Ivan Erceg, the bankrupt brother of the late Michael Erceg (the owner of Independent Liquor), recently took his quest for disclosure of trust information to the Court of Appeal. He requested information relating to two trusts established by Michael Erceg, which were wound up in December 2010. No distribution had been made to Ivan. When Ivan was discharged from bankruptcy he requested that the trustees give him documents about the winding up of the trust and distribution of the assets. The trustees, in the unenviable position of having to decide whether to give a potential troublemaker ammunition, refused this disclosure. Ivan then applied to the court for orders demanding extensive information. The High Court refused his application, and the Court of Appeal upheld this result.
The Court of Appeal observed, amongst other things, that there is no presumption for or against disclosure of trust information. Each case will turn on its facts. However, it found the following factors should influence trustees’ decision-making when deciding what, if any, information should be disclosed to a beneficiary:
- Issues of personal or commercial confidentiality
- The nature of the beneficiary’s interest
- The competing interests of the beneficiary seeking disclosure, and those of the trustees and the other beneficiaries
- Whether disclosure can be in full
or in part (that is, in redacted form)
- Whether safeguards are required on the use of information (for example, agreements about confidentiality)

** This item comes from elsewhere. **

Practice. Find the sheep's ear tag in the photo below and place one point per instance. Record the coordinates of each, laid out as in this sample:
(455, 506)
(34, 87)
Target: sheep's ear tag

- The effect of disclosure on family relationships and the relationship between the applicant and trustees, and
- The nature and the context of the application for disclosure.
Where the trust is large or significant decisions are to be made, it may be wise for trustees to get independent advice about disclosure. Often agreement can be reached between the beneficiary and the trustee about appointing an independent person to consider the information that is to be disclosed. Trustees may also apply to the High Court for directions. However, there can be significant cost in doing this, so it should usually be a last resort.

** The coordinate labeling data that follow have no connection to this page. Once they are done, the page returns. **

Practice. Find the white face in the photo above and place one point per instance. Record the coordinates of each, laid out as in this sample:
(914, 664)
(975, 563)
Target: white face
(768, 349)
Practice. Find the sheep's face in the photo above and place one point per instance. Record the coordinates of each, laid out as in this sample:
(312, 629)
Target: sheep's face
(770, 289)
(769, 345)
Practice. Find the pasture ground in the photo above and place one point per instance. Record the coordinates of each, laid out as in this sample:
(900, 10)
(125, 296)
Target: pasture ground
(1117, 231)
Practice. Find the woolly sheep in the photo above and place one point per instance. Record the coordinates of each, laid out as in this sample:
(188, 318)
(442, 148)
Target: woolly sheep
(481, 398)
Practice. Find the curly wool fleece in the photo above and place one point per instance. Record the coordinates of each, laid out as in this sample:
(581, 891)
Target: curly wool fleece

Beneficiaries’ rights to trust information have become so important that the Law Commission’s proposed new Trusts Act addresses the issue. The proposed legislation will create a presumption of disclosure to ‘qualifying beneficiaries’, who include any beneficiary who the trustees believe the settlor intended to have a realistic possibility of receiving trust property. Trustees will be required to notify such beneficiaries that they are beneficiaries of the trust, and the proposed Act creates a presumption in favour of disclosure. The list of factors the trustees must consider when deciding whether, and to what extent, to disclose information is very similar to that laid out by the Court of Appeal in Erceg v Erceg.
The Supreme Court has granted leave for the Erceg case to be appealed. However, depending on when a new Trusts Act is passed, the effect of the Supreme Court decision may be short-lived.
The issue of beneficiaries’ rights in relation to trust property is controversial. If trustees are uncertain about what they should disclose to beneficiaries, it would be wise to seek professional advice.